29 210
Wijziging van enkele belastingwetten c.a. (Belastingplan 2004)

nr. 98
BRIEF VAN DE STAATSSECRETARIS VAN FINANCIËN

Aan de Voorzitter van de Tweede Kamer der Staten-Generaal

Den Haag, 9 april 2004

Op 31 maart 2004 heb ik met de Vaste Commissie voor financiën een algemeen overleg gehad over de PC-regeling zoals die vanaf 1 januari 2004 gewijzigd in de fiscale regelgeving is opgenomen.

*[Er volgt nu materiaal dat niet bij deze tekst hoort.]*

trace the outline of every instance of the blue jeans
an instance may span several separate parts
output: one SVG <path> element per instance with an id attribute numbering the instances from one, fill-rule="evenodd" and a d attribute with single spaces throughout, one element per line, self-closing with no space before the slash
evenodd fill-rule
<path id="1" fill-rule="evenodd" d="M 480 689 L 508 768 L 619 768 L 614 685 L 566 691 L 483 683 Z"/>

Gehoord de wensen van de leden heb ik toegezegd met terugwerkende kracht tot en met 1 januari 2004 overgangsrecht te entameren voor diegenen die voor 1 januari 2004, dus onder het wettelijke regime van voor dat moment, een PC hebben (vergoed) gekregen.

Vooruitlopend op een door mij in te dienen wetsvoorstel waarin dat overgangsrecht geëffectueerd zal worden, heb ik een goedkeurende beleidsregel uitgebracht, opdat de uitvoeringspraktijk daarmee al onmiddellijk rekening kan houden. Een afschrift van dat besluit heb ik voor u ter informatie bijgevoegd.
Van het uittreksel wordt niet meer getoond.